Guid.NewGuid() VS a random string generator from Random.Next()

34,965

Solution 1

I am looking for a more in depth reason as to why the cooked up method may be more likely to generate collisions given the same degrees of freedom as a Guid.

First, as others have noted, Random is not thread-safe; using it from multiple threads can cause it to corrupt its internal data structures so that it always produces the same sequence.

Second, Random is seeded based on the current time. Two instances of Random created within the same millisecond (recall that a millisecond is several million processor cycles on modern hardware) will have the same seed, and therefore will produce the same sequence.

Third, I lied. Random is not seeded based on the current time; it is seeded based on the amount of time the machine has been active. The seed is a 32 bit number, and since the granularity is in milliseconds, that's only a few weeks until it wraps around. But that's not the problem; the problem is: the time period in which you create that instance of Random is highly likely to be within a few minutes of the machine booting up. Every time you power-cycle a machine, or bring a new machine online in a cluster, there is a small window in which instances of Random are created, and the more that happens, the greater the odds are that you'll get a seed that you had before.
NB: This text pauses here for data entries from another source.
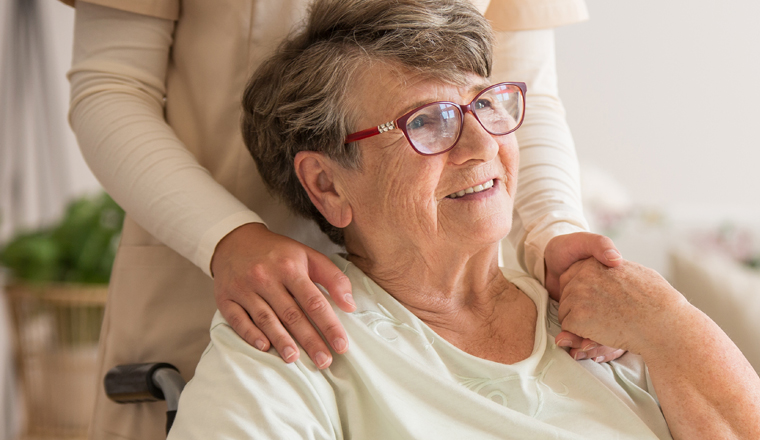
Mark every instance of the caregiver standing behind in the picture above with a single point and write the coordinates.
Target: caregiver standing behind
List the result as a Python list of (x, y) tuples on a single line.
[(155, 92)]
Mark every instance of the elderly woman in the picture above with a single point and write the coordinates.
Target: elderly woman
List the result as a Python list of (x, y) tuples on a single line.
[(445, 344)]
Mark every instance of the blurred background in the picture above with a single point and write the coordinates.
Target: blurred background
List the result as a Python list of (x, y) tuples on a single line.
[(661, 98)]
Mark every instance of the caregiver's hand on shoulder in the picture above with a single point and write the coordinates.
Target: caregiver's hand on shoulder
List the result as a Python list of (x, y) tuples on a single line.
[(628, 306), (261, 277), (561, 253)]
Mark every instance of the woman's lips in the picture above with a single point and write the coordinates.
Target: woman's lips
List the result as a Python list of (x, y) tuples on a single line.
[(473, 189)]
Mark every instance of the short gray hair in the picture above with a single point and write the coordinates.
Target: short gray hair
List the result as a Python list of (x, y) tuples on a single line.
[(297, 99)]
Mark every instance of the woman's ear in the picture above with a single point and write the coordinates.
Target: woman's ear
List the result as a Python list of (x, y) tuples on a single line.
[(316, 172)]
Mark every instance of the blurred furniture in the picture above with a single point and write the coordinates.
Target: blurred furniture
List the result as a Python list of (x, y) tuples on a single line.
[(56, 329)]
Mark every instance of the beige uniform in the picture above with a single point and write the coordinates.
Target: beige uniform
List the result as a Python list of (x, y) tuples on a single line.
[(139, 65)]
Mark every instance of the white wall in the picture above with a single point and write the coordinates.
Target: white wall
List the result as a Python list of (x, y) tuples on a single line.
[(665, 95)]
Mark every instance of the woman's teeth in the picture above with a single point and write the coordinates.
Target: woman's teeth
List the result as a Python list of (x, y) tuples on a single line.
[(472, 189)]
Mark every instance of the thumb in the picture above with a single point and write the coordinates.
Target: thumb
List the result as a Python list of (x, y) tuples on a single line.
[(323, 272), (581, 245)]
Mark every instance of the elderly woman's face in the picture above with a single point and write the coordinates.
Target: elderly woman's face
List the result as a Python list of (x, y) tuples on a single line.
[(399, 195)]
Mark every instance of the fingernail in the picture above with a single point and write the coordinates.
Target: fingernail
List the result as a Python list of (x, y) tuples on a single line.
[(590, 346), (322, 359), (349, 299), (339, 344), (287, 353), (612, 255)]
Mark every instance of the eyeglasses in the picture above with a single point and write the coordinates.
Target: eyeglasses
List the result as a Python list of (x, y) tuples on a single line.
[(435, 128)]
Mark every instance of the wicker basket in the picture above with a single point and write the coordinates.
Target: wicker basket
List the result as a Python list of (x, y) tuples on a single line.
[(56, 330)]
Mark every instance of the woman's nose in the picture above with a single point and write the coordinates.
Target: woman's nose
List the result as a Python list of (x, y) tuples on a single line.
[(475, 143)]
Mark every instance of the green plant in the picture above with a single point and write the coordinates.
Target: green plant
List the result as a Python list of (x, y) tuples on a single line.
[(79, 249)]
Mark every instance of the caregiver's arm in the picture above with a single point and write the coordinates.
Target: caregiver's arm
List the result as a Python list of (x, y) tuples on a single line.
[(706, 387), (548, 223), (117, 112)]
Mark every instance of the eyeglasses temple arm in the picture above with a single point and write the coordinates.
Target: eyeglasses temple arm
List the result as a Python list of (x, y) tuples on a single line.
[(364, 134), (359, 135)]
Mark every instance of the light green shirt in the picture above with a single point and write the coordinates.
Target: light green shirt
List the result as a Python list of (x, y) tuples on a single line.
[(400, 380)]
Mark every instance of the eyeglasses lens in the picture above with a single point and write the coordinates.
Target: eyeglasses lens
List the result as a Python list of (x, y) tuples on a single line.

(UPDATE: Newer versions of the .NET framework have mitigated some of these problems; in those versions you no longer have every Random created within the same millisecond have the same seed. However there are still many problems with Random; always remember that it is only pseudo-random, not crypto-strength random. Random is actually very predictable, so if you are relying on unpredictability, it is not suitable.)

As other have said: if you want a primary key for your database then have the database generate you a primary key; let the database do its job. If you want a globally unique identifier then use a guid; that's what they're for.
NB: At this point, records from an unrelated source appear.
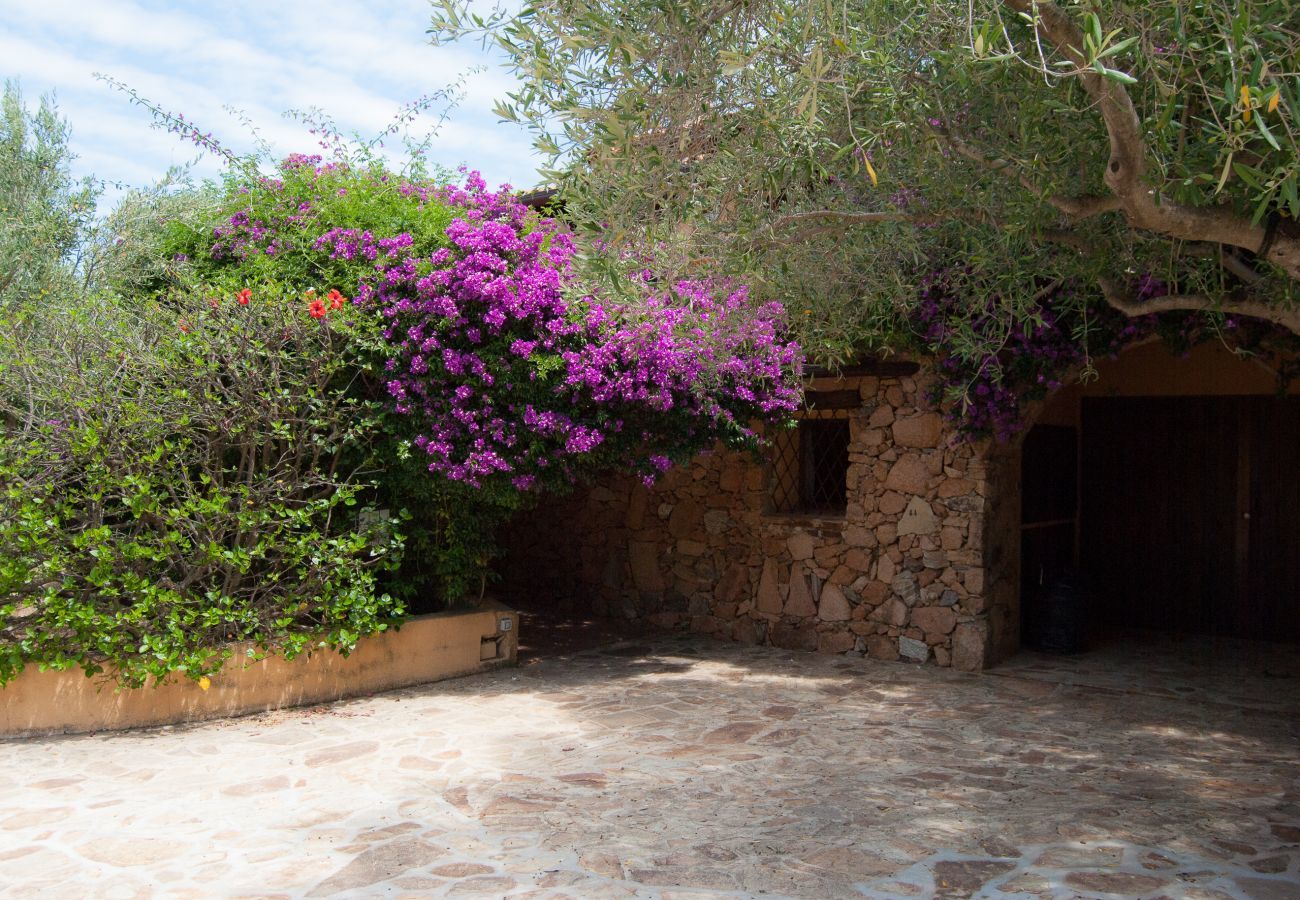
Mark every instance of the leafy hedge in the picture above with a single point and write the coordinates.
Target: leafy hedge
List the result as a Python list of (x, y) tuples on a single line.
[(313, 405), (176, 476)]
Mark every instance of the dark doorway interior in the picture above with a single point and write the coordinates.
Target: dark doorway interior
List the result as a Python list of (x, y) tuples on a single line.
[(1190, 514), (1049, 472)]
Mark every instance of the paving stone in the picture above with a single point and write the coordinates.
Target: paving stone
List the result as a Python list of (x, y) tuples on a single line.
[(683, 767)]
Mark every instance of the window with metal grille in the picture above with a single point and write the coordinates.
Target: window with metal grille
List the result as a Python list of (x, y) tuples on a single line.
[(810, 466)]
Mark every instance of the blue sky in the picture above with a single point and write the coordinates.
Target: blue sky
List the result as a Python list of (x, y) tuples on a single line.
[(358, 60)]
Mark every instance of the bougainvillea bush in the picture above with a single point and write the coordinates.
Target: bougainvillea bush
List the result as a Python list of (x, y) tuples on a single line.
[(313, 416), (494, 373), (1000, 367), (178, 476)]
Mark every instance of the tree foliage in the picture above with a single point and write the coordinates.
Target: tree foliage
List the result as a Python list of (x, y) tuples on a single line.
[(839, 152), (44, 212)]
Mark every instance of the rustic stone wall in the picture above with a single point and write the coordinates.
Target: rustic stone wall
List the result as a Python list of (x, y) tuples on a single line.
[(901, 575)]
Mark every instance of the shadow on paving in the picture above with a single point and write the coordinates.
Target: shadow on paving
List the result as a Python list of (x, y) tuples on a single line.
[(668, 764), (689, 764)]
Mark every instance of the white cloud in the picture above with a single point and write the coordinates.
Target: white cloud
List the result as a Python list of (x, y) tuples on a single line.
[(358, 61)]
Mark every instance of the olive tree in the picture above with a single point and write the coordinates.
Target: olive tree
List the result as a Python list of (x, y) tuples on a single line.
[(837, 151), (44, 212)]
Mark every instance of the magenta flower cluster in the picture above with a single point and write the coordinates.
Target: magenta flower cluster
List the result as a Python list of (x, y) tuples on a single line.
[(505, 372), (506, 375), (983, 393), (510, 376)]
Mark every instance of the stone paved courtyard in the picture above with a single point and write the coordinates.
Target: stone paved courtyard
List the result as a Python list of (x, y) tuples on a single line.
[(684, 767)]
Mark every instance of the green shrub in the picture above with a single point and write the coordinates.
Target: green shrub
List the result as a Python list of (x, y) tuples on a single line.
[(177, 476)]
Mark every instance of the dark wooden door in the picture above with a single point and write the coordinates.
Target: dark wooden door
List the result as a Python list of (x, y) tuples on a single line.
[(1272, 584), (1191, 514)]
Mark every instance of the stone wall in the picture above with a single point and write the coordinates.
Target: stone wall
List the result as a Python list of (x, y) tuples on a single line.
[(901, 575)]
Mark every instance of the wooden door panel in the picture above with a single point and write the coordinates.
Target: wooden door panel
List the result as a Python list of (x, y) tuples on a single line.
[(1158, 511), (1272, 589)]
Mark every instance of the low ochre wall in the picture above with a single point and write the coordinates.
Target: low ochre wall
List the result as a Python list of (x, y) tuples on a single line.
[(427, 648)]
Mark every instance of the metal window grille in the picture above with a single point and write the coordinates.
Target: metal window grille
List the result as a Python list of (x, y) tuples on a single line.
[(810, 464)]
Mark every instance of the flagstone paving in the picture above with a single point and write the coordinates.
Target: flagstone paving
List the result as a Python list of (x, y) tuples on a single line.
[(680, 767)]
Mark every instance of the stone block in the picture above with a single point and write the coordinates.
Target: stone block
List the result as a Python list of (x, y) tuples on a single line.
[(875, 592), (905, 588), (827, 555), (857, 536), (768, 592), (788, 636), (934, 619), (716, 522), (918, 518), (913, 649), (731, 585), (800, 601), (644, 561), (843, 575), (858, 559), (744, 632), (801, 545), (687, 518), (893, 611), (835, 605), (892, 502), (882, 647), (971, 645), (636, 513), (732, 479), (835, 641), (921, 431), (909, 475)]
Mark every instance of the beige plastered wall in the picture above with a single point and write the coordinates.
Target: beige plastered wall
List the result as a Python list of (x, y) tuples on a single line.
[(427, 648)]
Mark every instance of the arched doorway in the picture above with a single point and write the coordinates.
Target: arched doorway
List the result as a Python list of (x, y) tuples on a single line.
[(1171, 487)]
And finally, if you are interested in learning more about the uses and abuses of guids then you might want to read my "guid guide" series; part one is here:

http://blogs.msdn.com/b/ericlippert/archive/2012/04/24/guid-guide-part-one.aspx

Solution 2

As written in other answers, my implementation had a few severe problems:

  • Thread safety: Random is not thread safe.
  • Predictability: the method couldn't be used for security critical identifiers like session tokens due to the nature of the Random class.
  • Collisions: Even though the method created 20 'random' numbers, the probability of a collision is not (number of possible chars)^20 due to the seed value only being 31 bits, and coming from a bad source. Given the same seed, any length of sequence will be the same.
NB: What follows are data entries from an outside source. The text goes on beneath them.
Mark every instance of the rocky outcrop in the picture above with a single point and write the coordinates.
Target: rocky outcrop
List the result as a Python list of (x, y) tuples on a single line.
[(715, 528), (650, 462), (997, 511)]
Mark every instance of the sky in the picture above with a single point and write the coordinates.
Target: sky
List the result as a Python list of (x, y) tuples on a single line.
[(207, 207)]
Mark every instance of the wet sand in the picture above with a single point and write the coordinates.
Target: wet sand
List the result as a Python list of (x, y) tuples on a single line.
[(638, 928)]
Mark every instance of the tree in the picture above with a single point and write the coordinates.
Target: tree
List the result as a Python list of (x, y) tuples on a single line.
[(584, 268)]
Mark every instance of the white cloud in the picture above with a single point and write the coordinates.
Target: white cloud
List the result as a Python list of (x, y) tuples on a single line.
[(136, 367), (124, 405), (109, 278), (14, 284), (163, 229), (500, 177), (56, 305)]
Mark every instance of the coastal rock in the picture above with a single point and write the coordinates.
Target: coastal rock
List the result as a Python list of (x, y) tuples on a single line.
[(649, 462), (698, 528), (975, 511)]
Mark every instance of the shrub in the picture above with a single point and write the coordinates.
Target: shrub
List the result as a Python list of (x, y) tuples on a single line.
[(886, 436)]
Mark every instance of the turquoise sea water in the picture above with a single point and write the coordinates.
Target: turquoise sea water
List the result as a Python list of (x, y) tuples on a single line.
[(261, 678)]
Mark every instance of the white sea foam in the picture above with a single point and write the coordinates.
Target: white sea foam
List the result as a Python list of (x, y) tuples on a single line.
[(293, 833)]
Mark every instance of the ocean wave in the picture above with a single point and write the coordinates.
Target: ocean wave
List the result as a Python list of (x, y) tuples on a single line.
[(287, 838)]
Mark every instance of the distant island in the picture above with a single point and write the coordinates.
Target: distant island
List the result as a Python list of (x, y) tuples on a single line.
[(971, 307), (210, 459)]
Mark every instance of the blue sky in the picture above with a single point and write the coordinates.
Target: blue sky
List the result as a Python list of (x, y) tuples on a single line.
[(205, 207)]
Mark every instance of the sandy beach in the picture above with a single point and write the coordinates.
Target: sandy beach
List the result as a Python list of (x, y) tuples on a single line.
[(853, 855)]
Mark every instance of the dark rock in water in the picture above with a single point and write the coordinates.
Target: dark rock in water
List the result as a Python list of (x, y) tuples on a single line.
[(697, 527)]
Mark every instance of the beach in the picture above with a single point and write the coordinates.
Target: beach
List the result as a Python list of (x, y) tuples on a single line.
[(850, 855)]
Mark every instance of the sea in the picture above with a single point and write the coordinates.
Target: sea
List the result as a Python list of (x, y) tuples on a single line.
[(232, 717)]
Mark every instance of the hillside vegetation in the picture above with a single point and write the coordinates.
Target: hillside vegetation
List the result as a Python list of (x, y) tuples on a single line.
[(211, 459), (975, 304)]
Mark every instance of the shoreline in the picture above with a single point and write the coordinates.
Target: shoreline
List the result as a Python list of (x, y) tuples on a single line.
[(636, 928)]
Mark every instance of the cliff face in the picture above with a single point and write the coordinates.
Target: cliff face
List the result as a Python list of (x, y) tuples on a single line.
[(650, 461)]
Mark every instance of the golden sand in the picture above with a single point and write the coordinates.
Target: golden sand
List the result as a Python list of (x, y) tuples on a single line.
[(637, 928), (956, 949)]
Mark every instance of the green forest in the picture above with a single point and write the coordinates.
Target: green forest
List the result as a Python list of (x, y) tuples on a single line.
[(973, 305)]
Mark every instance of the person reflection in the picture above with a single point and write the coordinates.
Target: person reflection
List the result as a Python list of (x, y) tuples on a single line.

Guid.NewGuid() would be fine, except we don't want to use ugly GUIDs in urls and .NETs NewGuid() algorithm is not known to be cryptographically secure for use in session tokens - it might give predictable results if a little information is known.

Here is the code we're using now, it is secure, flexible and as far as I know it's very unlikely to create collisions if given enough length and character choice:

class RandomStringGenerator
{
    RNGCryptoServiceProvider rand = new RNGCryptoServiceProvider();
    public string GetRandomString(int length, params char[] chars)
    {
        string s = "";
        for (int i = 0; i < length; i++)
        {
            byte[] intBytes = new byte[4];
            rand.GetBytes(intBytes);
            uint randomInt = BitConverter.ToUInt32(intBytes, 0);
            s += chars[randomInt % chars.Length];
        }
        return s;
    }
}

Solution 3

"Auto generating user ids and post ids for identification in the database"...why not use a database sequence or identity to generate keys?

To me your question is really, "What is the best way to generate a primary key in my database?" If that is the case, you should use the conventional tool of the database which will either be a sequence or identity. These have benefits over generated strings.

  1. Sequences/identity index better. There are numerous articles and blog posts that explain why GUIDs and so forth make poor indexes.
  2. They are guaranteed to be unique within the table
  3. They can be safely generated by concurrent inserts without collision
  4. They are simple to implement

I guess my next question is, what reasons are you considering GUID's or generated strings? Will you be integrating across distributed databases? If not, you should ask yourself if you are solving a problem that doesn't exist.

Solution 4

Your custom method has two problems:

  1. It uses a global instance of Random, but doesn't use locking. => Multi threaded access can corrupt its state. After which the output will suck even more than it already does.
  2. It uses a predictable 31 bit seed. This has two consequences:
    • You can't use it for anything security related where unguessability is important
    • The small seed (31 bits) can reduce the quality of your numbers. For example if you create multiple instances of Random at the same time(since system startup) they'll probably create the same sequence of random numbers.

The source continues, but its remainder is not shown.